Liberal? Conservative? Compare perspectives at Left-Right
The article is interesting, but Schneier is not the first person to consider such questions. Last year (I think?), Ron Rivest gave a couple talks at my school on the subject of voting. One of them was about auditing, and the other was about using crypto to achieve safer e-voting. You can see something similar to what he said here: http://people.csail.mit.edu/rivest/RivestSmith-ThreeVotingProtocolsThreeBallotVAVAndTwin.pdf Some of the comments here have been arguing over the relative merits of verifiability and secrecy (as in having voting receipts or whatever). Cryptographic methods can be used to partly reconcile those ostensibly contradictory goals. Anyhows, have fun reading.
Please, stop spreading misinformation. ACORN itself has not even been charged with any wrongdoing, let alone convicted.
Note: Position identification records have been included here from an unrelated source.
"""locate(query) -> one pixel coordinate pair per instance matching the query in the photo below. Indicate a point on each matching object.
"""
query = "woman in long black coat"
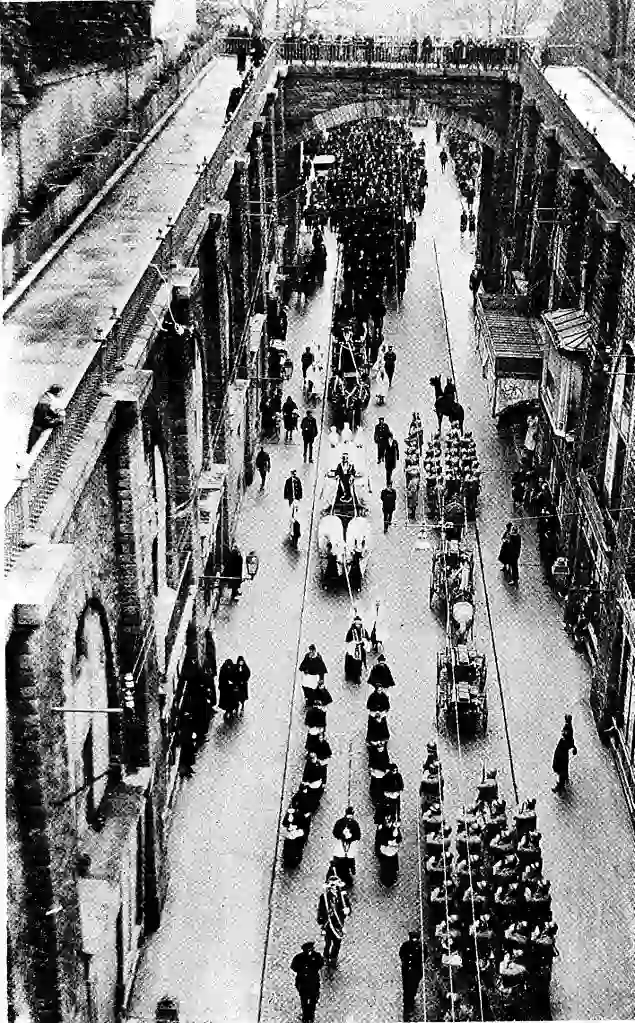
(241, 678)
(227, 688)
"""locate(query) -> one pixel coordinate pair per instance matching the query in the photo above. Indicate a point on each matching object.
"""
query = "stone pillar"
(38, 936)
(525, 174)
(43, 830)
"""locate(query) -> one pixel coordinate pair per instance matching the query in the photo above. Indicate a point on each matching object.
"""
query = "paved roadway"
(222, 912)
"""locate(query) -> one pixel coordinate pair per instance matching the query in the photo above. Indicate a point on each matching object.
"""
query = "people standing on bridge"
(389, 502)
(391, 457)
(411, 955)
(292, 488)
(475, 279)
(309, 429)
(263, 464)
(307, 965)
(47, 414)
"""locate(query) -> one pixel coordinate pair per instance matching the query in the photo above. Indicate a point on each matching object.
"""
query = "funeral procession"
(319, 556)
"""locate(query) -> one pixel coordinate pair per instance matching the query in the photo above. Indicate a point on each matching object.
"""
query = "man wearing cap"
(307, 965)
(411, 955)
(292, 489)
(347, 834)
(333, 907)
(309, 430)
(312, 665)
(381, 435)
(380, 675)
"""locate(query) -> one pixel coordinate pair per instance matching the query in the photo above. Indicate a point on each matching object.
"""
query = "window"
(88, 774)
(139, 876)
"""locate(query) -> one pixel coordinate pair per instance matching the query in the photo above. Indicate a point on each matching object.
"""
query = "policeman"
(347, 833)
(307, 965)
(411, 955)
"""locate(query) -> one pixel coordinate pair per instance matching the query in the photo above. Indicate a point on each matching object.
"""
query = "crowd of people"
(489, 906)
(427, 51)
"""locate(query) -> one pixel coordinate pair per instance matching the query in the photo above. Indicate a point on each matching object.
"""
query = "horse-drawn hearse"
(344, 531)
(461, 696)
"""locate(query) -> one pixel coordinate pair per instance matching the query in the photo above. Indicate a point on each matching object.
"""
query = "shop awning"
(514, 341)
(569, 329)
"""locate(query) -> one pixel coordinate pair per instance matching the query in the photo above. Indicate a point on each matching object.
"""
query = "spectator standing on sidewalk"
(309, 429)
(292, 489)
(564, 746)
(389, 501)
(391, 457)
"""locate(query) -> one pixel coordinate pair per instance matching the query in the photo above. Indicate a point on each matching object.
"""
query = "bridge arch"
(406, 107)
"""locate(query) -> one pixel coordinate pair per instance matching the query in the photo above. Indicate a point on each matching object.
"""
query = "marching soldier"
(411, 955)
(333, 907)
(307, 965)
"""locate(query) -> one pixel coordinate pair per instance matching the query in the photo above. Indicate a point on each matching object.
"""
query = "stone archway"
(406, 107)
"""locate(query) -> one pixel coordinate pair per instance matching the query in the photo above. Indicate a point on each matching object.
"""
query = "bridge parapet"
(43, 468)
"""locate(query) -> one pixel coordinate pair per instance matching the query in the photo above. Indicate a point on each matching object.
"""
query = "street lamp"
(16, 101)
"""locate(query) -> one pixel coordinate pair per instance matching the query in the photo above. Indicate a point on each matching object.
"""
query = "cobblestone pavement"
(223, 912)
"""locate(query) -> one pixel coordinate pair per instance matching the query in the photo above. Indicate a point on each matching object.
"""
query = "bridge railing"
(393, 50)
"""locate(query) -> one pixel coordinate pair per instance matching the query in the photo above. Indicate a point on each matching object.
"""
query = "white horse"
(358, 542)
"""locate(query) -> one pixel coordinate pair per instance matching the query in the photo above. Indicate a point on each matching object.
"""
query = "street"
(234, 918)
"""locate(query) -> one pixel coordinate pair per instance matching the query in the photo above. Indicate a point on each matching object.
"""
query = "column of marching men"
(366, 201)
(489, 908)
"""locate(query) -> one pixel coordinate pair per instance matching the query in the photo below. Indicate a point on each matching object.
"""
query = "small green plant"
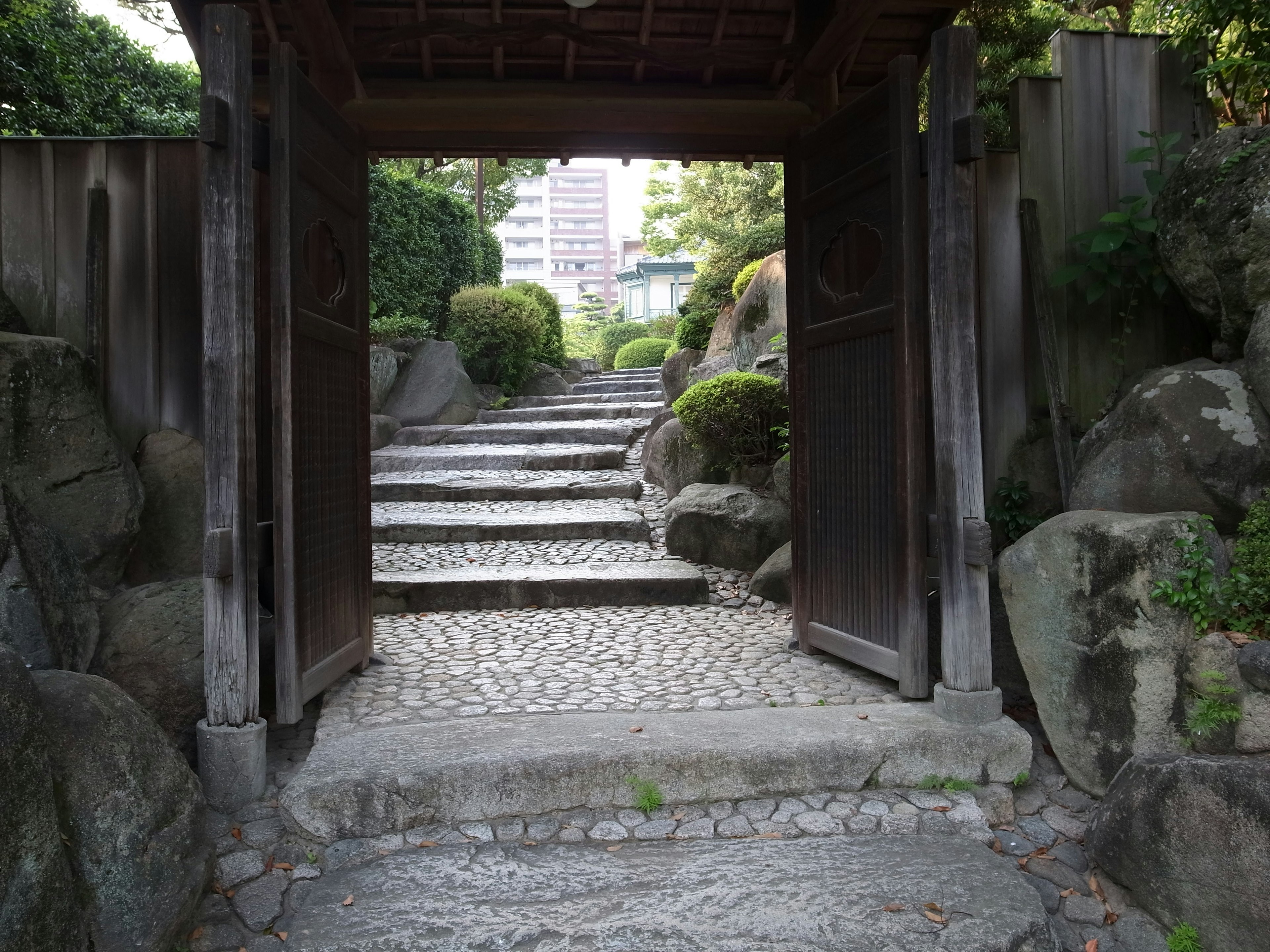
(1009, 513)
(648, 795)
(642, 352)
(1184, 938)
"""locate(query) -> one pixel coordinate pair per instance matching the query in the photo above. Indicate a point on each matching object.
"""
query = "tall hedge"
(425, 247)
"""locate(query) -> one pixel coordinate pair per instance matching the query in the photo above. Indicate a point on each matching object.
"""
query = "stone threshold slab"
(824, 895)
(409, 488)
(488, 527)
(390, 780)
(498, 457)
(661, 582)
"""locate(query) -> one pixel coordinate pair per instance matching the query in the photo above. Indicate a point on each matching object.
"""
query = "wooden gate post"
(964, 541)
(232, 754)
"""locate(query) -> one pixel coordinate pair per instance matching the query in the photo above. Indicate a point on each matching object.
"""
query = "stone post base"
(232, 765)
(967, 706)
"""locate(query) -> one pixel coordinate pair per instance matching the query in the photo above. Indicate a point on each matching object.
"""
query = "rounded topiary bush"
(735, 414)
(642, 352)
(498, 333)
(613, 338)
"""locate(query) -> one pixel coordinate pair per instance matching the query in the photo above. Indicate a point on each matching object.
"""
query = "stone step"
(588, 399)
(705, 896)
(401, 525)
(629, 385)
(662, 582)
(548, 456)
(578, 412)
(481, 769)
(585, 431)
(447, 487)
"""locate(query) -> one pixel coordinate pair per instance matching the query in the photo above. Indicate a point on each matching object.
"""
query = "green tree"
(66, 74)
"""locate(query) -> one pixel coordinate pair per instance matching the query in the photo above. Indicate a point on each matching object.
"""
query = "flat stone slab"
(454, 488)
(483, 527)
(815, 895)
(578, 412)
(570, 456)
(663, 582)
(393, 778)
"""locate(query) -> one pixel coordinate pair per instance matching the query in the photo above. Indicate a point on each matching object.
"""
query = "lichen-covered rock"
(432, 389)
(728, 526)
(1214, 231)
(1189, 834)
(672, 462)
(153, 648)
(37, 900)
(1185, 438)
(1105, 662)
(133, 813)
(171, 541)
(48, 611)
(59, 456)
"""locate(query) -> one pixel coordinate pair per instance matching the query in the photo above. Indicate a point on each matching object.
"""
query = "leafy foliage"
(736, 414)
(425, 247)
(66, 74)
(498, 333)
(552, 349)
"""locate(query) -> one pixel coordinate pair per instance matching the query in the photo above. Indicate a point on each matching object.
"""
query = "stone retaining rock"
(1185, 438)
(59, 455)
(728, 526)
(1104, 660)
(1189, 834)
(133, 813)
(432, 388)
(171, 541)
(37, 900)
(153, 648)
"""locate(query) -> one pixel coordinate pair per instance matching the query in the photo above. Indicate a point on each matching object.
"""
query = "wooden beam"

Rather, contractors hired by ACORN to get voter registrations have been charged. Rather than a conspiracy to fraudulently register voters, it appears that several lazy contractors filled out forms in order to get paid without doing any work. It should be further noted that, in many states, it would be illegal for ACORN to discard suspicious registrations submitted by their workers---instead, they are required to pass them along to the state, which is the only entity with the authority to discard registrations (as for the reason, imagine if ACORN decided that only people registering as Democrats should be allowed to register---they could discard all registrations with the Republican box ticked, thus committing another kind of fraud). In short, it is evident that some voter registration fraud did occur, but that it was almost certainly the result of laziness on the part of workers, rather than an intentional effort to commit fraud on the part of ACORN. Never attribute to malice that which can more reasonably be attributed to laziness, incompetence, or stupidity.